Places to Start From

Hi! I’ve decided to start a blog to document my PhD study and generally share some things that I’m up to outside of academic research. It’s the end of my second full week of PhD study, maybe the first that I’ve spent doing more reading than administration, and I’m thinking a lot about what’s ahead.

For the next 3-4 years I’m researching methods for documenting and archiving UK-based DIY music subcultures in the Department of Information Studies at UCL, thanks to a studentship from the London Arts and Humanities Partnership. Because my research is about DIY culture and motivated by my own position as a participant in DIY music spaces, the politics of counter cultural knowledge production/sharing, skills sharing, mutual aid and co-production are really central to my research. I’m expecting to feel a lot of tensions as I navigate the next years – tensions between insider/outsider, academic/professional/diy cultural producer, institution/community and so on. I’m expecting points in time when I feel part of none of the spaces I occupy, where none of these positions feel right to me. I can anticipate these points, and I also need to strategise about how I support myself in these situations (which will probably be isolating).

I want to disseminate the outputs of this research widely, but I also want to publish as I go (formally and informally), especially to create a space where I can situate myself within my research and discuss it’s impact on me personally. The last few years I’ve been reflecting more and more about emotions and archives, whether cultural objects or archival labour through professional practice.

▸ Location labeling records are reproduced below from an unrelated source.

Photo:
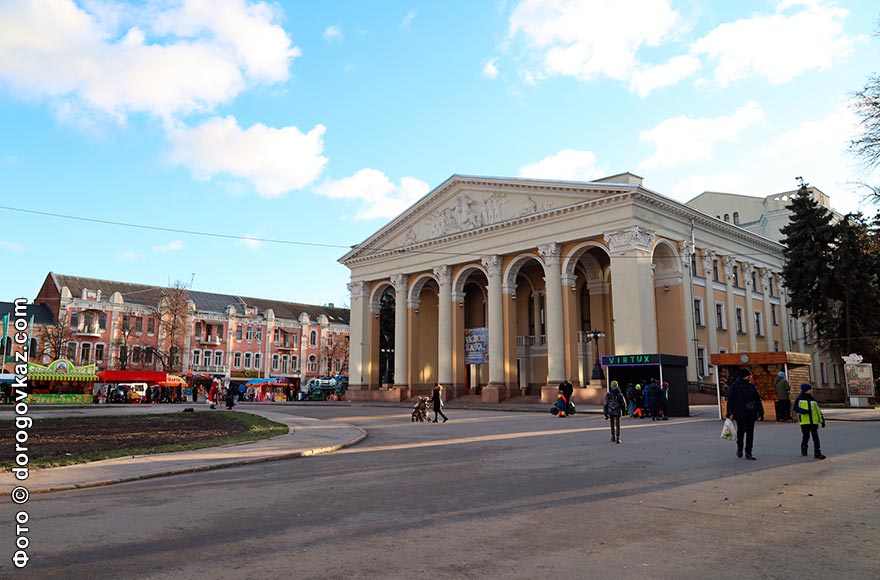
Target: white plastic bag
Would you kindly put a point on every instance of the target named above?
(728, 430)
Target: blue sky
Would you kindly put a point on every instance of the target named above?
(315, 123)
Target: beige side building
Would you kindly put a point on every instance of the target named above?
(542, 277)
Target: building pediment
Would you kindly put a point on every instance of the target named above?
(465, 204)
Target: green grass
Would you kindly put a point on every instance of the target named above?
(258, 428)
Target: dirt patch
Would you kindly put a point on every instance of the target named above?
(79, 436)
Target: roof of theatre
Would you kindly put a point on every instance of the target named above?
(205, 301)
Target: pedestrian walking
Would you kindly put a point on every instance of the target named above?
(745, 407)
(437, 401)
(809, 417)
(613, 408)
(783, 398)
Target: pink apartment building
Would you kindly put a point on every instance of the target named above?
(120, 325)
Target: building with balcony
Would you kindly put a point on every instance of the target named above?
(123, 326)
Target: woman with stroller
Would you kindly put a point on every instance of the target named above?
(437, 401)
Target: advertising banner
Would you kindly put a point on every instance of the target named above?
(476, 346)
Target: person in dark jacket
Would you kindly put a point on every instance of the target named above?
(744, 406)
(437, 402)
(783, 398)
(809, 417)
(613, 408)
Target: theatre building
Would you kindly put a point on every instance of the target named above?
(502, 287)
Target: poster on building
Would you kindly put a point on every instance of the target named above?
(476, 346)
(859, 380)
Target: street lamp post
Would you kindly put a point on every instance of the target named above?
(597, 368)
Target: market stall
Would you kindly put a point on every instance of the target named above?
(61, 382)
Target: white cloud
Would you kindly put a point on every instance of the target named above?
(381, 198)
(490, 69)
(694, 185)
(333, 33)
(275, 161)
(11, 246)
(567, 165)
(780, 46)
(646, 79)
(407, 20)
(169, 247)
(162, 58)
(128, 255)
(681, 139)
(587, 39)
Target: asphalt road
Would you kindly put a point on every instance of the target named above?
(487, 495)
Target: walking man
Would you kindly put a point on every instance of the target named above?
(744, 406)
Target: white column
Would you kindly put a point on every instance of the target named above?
(750, 308)
(769, 333)
(687, 250)
(401, 367)
(708, 261)
(553, 307)
(358, 344)
(444, 326)
(731, 307)
(496, 321)
(632, 283)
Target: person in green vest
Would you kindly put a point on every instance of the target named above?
(809, 417)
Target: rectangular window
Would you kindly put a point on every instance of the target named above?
(720, 319)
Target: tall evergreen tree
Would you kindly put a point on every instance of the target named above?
(807, 271)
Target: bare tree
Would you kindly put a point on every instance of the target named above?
(335, 349)
(172, 313)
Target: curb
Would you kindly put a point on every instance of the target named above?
(211, 467)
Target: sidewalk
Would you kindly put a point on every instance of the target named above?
(306, 437)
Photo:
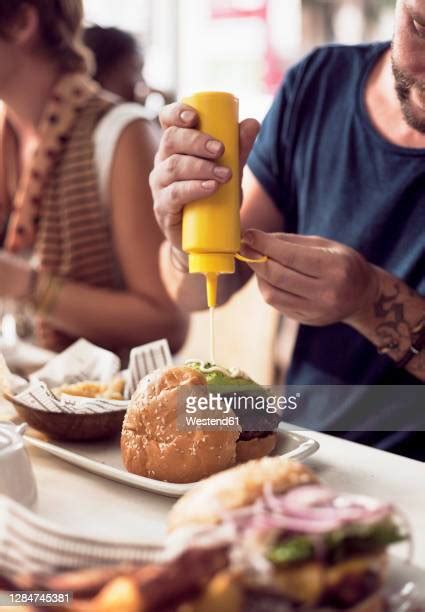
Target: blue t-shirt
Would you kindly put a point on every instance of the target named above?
(332, 174)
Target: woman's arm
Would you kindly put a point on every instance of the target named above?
(143, 311)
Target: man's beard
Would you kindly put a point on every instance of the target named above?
(404, 84)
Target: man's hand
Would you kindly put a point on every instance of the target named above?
(312, 280)
(15, 275)
(186, 167)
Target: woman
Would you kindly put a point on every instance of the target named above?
(74, 187)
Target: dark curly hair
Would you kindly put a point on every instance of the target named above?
(109, 45)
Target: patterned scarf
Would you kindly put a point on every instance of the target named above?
(69, 97)
(56, 213)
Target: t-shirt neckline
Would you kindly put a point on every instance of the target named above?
(364, 115)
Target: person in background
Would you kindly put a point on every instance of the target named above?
(80, 238)
(119, 63)
(335, 198)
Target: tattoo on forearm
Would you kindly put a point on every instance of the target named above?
(394, 329)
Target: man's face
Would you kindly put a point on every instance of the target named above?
(408, 60)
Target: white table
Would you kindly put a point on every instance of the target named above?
(94, 506)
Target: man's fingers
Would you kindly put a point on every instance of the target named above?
(189, 142)
(185, 167)
(248, 131)
(173, 198)
(286, 279)
(304, 240)
(303, 259)
(178, 114)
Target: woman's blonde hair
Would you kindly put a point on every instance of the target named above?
(60, 29)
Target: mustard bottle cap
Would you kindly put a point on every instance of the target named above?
(217, 263)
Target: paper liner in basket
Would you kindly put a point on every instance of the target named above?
(85, 361)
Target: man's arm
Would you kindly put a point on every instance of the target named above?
(394, 321)
(318, 282)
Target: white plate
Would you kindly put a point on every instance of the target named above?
(104, 459)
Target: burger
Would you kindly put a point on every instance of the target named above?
(252, 443)
(157, 443)
(291, 543)
(263, 536)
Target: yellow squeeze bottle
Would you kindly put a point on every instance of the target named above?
(211, 226)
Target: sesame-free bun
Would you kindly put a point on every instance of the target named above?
(255, 448)
(239, 486)
(151, 443)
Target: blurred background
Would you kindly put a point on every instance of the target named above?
(242, 46)
(245, 47)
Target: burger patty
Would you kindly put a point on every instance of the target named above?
(252, 435)
(350, 591)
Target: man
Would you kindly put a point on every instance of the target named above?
(339, 164)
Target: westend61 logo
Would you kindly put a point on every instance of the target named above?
(247, 411)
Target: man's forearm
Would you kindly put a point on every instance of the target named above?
(394, 321)
(189, 290)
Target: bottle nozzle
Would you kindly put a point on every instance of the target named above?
(211, 280)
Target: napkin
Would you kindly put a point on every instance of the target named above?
(31, 544)
(86, 361)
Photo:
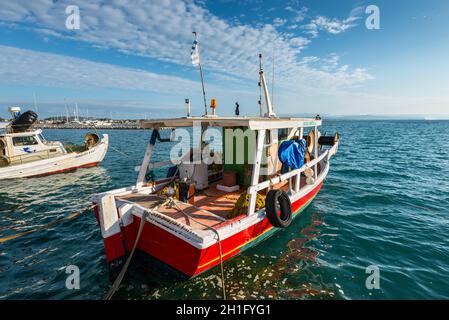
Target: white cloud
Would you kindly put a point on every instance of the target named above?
(332, 25)
(162, 31)
(19, 66)
(279, 22)
(300, 15)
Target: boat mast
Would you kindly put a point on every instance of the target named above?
(197, 48)
(270, 113)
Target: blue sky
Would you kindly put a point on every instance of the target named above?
(131, 59)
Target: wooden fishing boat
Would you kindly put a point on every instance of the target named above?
(24, 152)
(202, 213)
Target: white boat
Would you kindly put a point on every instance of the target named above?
(24, 152)
(221, 207)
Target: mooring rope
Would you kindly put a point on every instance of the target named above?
(172, 201)
(124, 269)
(45, 226)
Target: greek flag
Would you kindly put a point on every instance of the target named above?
(195, 54)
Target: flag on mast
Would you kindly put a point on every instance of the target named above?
(195, 54)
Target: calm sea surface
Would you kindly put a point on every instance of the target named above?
(385, 203)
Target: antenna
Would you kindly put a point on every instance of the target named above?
(35, 104)
(66, 111)
(272, 80)
(201, 70)
(260, 86)
(270, 112)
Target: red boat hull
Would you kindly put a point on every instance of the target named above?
(183, 256)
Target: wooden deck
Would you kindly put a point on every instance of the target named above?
(211, 206)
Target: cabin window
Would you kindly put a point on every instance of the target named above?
(282, 134)
(24, 141)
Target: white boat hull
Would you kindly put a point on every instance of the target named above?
(60, 164)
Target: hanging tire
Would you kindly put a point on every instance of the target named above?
(278, 208)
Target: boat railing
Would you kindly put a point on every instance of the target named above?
(284, 177)
(29, 157)
(9, 129)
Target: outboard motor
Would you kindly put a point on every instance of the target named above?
(24, 121)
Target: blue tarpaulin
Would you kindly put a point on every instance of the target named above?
(291, 153)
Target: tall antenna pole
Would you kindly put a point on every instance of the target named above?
(201, 72)
(260, 86)
(66, 111)
(272, 80)
(35, 103)
(270, 113)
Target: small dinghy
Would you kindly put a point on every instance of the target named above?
(24, 152)
(206, 212)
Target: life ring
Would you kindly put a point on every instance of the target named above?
(278, 208)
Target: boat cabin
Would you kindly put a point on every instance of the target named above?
(22, 147)
(242, 156)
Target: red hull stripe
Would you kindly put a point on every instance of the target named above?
(185, 257)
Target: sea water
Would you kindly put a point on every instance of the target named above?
(384, 206)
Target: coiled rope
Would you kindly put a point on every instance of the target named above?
(45, 226)
(174, 202)
(170, 202)
(124, 269)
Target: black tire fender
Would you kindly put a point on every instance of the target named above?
(278, 201)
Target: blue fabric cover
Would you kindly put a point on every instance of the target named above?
(291, 153)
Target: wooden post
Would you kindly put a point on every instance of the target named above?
(316, 151)
(256, 170)
(146, 160)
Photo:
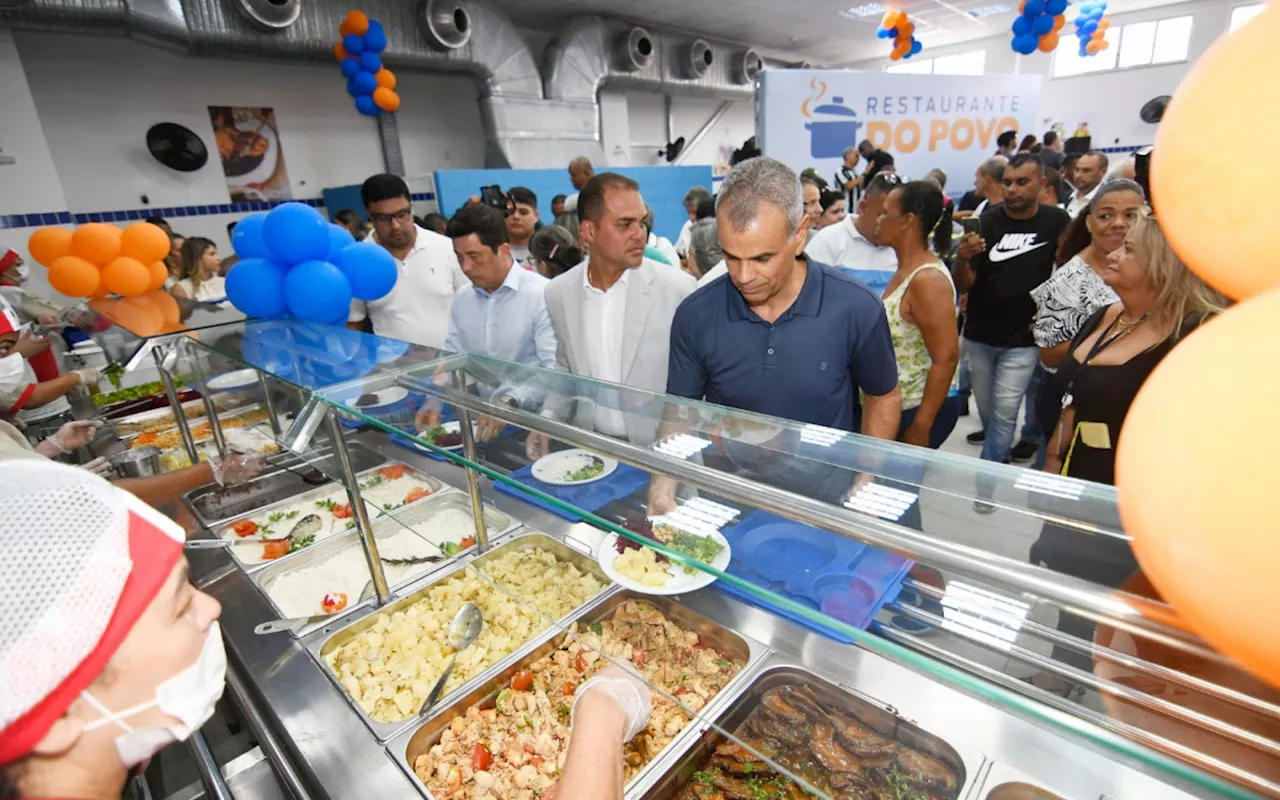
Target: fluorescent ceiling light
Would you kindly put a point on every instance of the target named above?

As I move into archival research which will centre spaces that have nurtured and supported my own cultural practice, the intersection between my own subjectivity, relationships, spaces and research will be at the centre of my reflections for a while. I came across fieldwork and research zines through previous DIY academic research (Jones, 2016; Downes, Breeze and Griffin, 2013), which I’ll probably adopt as a method, but I’ve also set up this space so I can publish as I go.

These next few weeks I’m revisiting reading I first encountered on DIY music and cultures, and also revisiting my research proposal to adapt it to where I’m at now. At the point of writing my application I was interested predominantly in the relationship between institutions and subcultures, but unsurprisingly in the nine months I’ve spent waiting to start it’s shifted in focus a lot. Here’s a nice little map I did to re-design my research questions:

influences.jpeg

At the point of writing this proposal I was an archivist in a museum concerned with sound and vision practices. My motivations for this project came from wanting to see more equitable and ethical relationships with subcultural producers, particularly in collecting practice. As I’ve moved out of that space, I find myself motivated differently – in a heritage practice which is led from and rooted in community spaces – particularly those in which I have a pre-existing profile. What I’m interested to start with is the methods of documentation that already exist in our spaces, some of which are politicised and some aren’t. I’m thinking about zines and podcasts and documentary text and photographic sources, fliers and programmes and signs. I’m interested to know what we already do, what micro-methods we employ to capture small parts of our cultures, and why we’re motivated to do this. What don’t we document, and why not? I want to know what archives of DIY spaces look like, both when they’re open and also after they’re gone. How do external factors affect our ability to document our cultures, and how do/could/should external heritage organisations interact with subcultures?

I want to write about how this research makes me feel on this blog a lot, because it does make me feel things and those feelings are central to what I’m doing too. Right now I feel anxious. I’m anxious because spaces I love are under constant threat of closure (DIY Space for London, 2018), and others are long gone (Garland, 2015). Digital platforms delete our content without warning too, we’re all reliant on these external factors that do not have our back. I’m anxious because austerity and precarity are taking a lot of things out of our control, maybe it even takes this research out of my control. This feels urgent, and that’s hard.

DIY Space for London, 2018. Update on our financial situation. Available at https://diyspaceforlondon.org/update-on-our-financial-situation/ (last accessed 12th October 2018)
Garland, E., 2015. Long Live Power Lunches, a Space for Everyone. Noisey. Available at https://noisey.vice.com/en_uk/article/rnva4z/long-live-power-lunches-a-space-for-everyone (last accessed 12th October 2018)
Downes, J., Breeze, M., Griffin, N., 2013. Researching DIY Cultures: Towards a Situated Ethical Practice for Activist-Academia. Graduate Journal of Social Science 10, 100–124.

Jones, Ellis (2016). “Autocomplet”. Self-published zine, Leeds.